早起きしてでも朝ごはんを目当てに出かけたくなるバリエーション豊かな朝食スポットが京都には続々誕生。京都生まれ京都育ちのグルメライター天野準子さんが、香港粥モーニング、麺、スパイスカレー、薬膳イタリアンなど、変わり種朝食4軒を紹介します。

撮影・岡本佳樹 構成&文・小長谷奈都子

香港粥

干し貝柱の香港粥と18種類の小鉢2,000円。菊川ほうじ茶300円
干し貝柱の香港粥と18種類の小鉢2,000円。菊川ほうじ茶300円

小梟(七条)
味わい豊かな色とりどりの小鉢に歓喜

「18種類の小鉢は思わず声が出る高揚感。ピータン黒酢やハムスイコウなど、お粥のお供というより、そのまま楽しみたい味も多く、朝から一杯飲みたくなります」

三十三間堂にほど近い香港食堂。香港粥はジャスミンライスを丸鶏のスープでポタージュ状になるまで炊き、干し貝柱の旨みと塩だけで調味。周りには春巻きや大根餅などの本格中華から、炙りしめ鯖や柴漬けといった京都らしい一品までが多彩に並ぶ。杏仁豆腐や胡麻団子の小鉢も心憎く、女性に人気なのも頷ける。週末は予約を!

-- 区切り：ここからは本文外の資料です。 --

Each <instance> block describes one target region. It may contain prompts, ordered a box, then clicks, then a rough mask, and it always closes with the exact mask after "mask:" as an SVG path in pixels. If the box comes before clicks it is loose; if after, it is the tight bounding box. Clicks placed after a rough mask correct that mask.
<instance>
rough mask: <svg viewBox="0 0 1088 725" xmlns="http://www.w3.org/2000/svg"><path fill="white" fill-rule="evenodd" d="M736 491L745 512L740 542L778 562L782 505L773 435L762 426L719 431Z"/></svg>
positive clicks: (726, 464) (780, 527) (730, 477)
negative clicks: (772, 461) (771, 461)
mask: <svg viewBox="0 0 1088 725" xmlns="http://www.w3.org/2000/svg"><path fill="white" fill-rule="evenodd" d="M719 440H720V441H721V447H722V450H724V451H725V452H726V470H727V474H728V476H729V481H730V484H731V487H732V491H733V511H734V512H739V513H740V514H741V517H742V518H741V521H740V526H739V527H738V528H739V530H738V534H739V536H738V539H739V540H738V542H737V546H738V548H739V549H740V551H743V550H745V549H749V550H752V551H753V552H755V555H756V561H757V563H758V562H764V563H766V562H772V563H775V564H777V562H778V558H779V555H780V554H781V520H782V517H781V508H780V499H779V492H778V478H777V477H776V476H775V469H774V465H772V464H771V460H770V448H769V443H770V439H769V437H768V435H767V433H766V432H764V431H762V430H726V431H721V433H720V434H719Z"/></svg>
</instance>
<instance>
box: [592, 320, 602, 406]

京都市東山区本町8-89-1 TEL:075-746-4583 (営)朝食8時30分~10時LO、ランチ11時~14時30分LO、ディナー17時~20時30分LO 月曜休 ※日曜は朝食とランチのみ営業
追加オーダーできる、蟹焼売などの点心3種450円
追加オーダーできる、蟹焼売などの点心3種450円
ニューヨークで約10年、料理人として働いた店主・米田勲さん
ニューヨークで約10年、料理人として働いた店主・米田勲さん

Bセットの自家製小麦めん No.3 ‐Like Nyumen‐ プレーン2,050円(Aセットは4,600円)
Bセットの自家製小麦めん No.3 ‐Like Nyumen‐ プレーン2,050円(Aセットは4,600円)

だし料理 十(一乗寺)
朝の目覚めに沁みる、澄んだだしの味わい

「だしが主役で、麺もだしを味わうよう計算されたもの。シンプルの極みで、だしの旨みをしみじみ味わえます」

真昆布、羅臼、利尻の天然昆布3種と、京都・舞鶴のさわら、愛媛のいりこを使い分けただしに、岩手の天然塩のみで味つけ。ここはだしのおいしさを追求する井上典明さんによるだし料理専門店。セットメニューは前菜3品が付くAと付かないBがあり、自家製小麦麺かだし炊きご飯を選ぶ。北海道の小麦「ルルロッソ」で打つ極細麺「No.3」を啜れば、だしと小麦の香りが口に広がる。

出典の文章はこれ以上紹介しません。